Dewey l’admet, mais il ajoute qu’à l’exception d’une version quelque peu expurgée de sa propre conduite, l’histoire de Hickock corrobore celle de Smith. Les détails varient, le dialogue n’est pas identique, mais dans l’essentiel les deux récits – jusqu’à maintenant du moins – se confirment l’un l’autre.
« Peut-être. Mais je savais qu’il n’avait rien dit à propos de la fille. J’en aurais mis ma main au feu. »
Duntz dit : « Perry, je n’ai pas perdu de vue le problème des lumières. D’après mes calculs, quand vous avez éteint là-haut, la maison s’est trouvée dans l’obscurité complète.
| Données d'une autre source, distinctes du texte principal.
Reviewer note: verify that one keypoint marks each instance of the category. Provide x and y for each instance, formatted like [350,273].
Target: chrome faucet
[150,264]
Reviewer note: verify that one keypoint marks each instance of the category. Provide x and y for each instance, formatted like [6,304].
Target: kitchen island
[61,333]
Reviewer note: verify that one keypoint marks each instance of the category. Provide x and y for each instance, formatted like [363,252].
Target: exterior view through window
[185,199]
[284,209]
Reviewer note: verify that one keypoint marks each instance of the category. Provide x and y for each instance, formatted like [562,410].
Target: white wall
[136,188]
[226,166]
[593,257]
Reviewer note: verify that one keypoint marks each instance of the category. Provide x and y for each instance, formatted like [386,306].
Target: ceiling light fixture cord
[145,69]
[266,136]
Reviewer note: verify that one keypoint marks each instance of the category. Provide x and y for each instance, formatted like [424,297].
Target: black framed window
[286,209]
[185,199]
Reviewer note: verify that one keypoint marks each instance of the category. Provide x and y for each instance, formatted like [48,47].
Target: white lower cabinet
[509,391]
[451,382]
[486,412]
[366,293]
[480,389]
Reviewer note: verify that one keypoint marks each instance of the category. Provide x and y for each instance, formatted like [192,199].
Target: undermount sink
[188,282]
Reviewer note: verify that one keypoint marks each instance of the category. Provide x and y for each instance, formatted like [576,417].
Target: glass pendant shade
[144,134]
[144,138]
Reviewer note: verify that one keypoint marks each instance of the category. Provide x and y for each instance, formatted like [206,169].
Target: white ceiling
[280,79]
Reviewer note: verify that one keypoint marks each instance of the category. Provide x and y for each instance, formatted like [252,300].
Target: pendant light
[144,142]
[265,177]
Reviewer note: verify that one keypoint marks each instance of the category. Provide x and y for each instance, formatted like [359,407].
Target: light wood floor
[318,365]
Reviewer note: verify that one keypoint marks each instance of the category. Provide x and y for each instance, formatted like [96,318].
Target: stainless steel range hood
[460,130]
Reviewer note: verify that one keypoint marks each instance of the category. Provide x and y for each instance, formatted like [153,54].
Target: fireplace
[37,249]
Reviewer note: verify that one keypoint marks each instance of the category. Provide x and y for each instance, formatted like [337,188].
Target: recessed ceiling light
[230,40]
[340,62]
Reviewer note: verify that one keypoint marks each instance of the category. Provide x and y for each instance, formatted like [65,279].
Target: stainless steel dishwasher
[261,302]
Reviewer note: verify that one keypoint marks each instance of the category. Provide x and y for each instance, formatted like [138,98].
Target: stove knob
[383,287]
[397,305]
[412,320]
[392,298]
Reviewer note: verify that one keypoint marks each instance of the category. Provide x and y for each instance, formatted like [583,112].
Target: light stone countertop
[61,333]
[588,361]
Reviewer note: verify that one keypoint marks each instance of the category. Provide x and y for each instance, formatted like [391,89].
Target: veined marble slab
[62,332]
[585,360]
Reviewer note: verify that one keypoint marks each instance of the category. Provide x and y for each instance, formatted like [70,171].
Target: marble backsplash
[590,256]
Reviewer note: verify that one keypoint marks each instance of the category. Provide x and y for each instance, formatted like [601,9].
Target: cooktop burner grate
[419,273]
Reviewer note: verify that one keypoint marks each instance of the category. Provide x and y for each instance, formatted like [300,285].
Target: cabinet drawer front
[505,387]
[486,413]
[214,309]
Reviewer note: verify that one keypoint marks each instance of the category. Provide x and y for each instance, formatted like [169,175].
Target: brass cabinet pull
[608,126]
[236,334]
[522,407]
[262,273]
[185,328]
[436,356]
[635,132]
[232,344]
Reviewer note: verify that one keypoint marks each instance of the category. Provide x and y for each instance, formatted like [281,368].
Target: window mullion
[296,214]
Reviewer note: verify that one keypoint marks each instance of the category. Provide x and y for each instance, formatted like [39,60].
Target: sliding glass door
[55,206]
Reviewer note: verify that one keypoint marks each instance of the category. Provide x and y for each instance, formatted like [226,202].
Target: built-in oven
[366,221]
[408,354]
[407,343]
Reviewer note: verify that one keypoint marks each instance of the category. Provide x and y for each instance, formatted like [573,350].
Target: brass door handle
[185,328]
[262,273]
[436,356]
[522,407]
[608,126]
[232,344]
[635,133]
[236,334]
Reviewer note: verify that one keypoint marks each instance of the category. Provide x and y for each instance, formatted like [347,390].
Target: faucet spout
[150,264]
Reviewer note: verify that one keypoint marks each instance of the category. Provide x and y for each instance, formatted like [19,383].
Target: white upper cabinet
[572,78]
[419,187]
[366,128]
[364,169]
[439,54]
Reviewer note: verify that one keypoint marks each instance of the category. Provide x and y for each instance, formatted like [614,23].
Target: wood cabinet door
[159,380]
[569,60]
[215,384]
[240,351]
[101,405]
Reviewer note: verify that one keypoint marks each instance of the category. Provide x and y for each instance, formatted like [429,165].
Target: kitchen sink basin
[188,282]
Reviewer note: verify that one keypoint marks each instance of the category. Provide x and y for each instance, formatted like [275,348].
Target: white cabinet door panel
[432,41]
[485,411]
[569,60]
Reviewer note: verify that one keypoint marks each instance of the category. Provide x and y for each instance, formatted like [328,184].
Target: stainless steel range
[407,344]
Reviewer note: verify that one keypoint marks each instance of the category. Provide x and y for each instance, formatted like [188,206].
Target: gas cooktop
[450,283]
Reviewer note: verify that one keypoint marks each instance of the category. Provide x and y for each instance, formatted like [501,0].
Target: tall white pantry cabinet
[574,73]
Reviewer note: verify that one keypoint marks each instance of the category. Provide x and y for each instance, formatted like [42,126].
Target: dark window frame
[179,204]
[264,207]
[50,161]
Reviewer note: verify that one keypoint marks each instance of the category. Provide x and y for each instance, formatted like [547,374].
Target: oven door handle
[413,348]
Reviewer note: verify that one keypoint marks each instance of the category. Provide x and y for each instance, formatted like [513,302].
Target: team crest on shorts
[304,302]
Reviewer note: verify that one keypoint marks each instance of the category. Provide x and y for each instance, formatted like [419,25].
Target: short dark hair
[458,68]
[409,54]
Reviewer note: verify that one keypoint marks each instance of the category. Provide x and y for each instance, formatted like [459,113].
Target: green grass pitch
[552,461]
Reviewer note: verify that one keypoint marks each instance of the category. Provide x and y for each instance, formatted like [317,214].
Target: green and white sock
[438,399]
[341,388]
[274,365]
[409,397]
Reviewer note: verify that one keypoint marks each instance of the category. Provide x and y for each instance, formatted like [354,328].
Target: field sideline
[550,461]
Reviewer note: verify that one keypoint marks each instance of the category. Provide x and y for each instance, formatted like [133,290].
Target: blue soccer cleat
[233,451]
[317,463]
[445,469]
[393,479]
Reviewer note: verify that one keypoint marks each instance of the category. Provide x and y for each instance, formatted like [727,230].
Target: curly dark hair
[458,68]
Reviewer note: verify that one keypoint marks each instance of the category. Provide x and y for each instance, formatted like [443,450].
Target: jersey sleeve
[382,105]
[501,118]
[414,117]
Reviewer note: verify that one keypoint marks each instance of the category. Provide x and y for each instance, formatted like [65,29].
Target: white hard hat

— Oui. Et on ne s’est plus servi des lumières. À l’exception de la lampe de poche. Dick portait la lampe quand on est allés bâillonner Mr. Clutter et le garçon. Juste avant que je le bâillonne, Mr. Clutter m’a demandé – et ça a été ses dernières paroles – il voulait savoir comment allait sa femme, si elle se portait bien, et j’ai dit qu’elle allait bien, qu’elle était prête à s’endormir, et je lui ai dit qu’il restait pas grand temps avant le lever du jour et qu’au matin quelqu’un les trouverait et qu’à ce moment-là, moi et Dick et le reste on ne serait plus qu’un mauvais rêve. J’lui contais pas d’histoires. Je ne voulais pas faire de mal à cet homme. Je pensais que c’était un type très bien. Il avait une voix douce. C’est ce que j’ai pensé jusqu’au moment où je lui ai tranché la gorge.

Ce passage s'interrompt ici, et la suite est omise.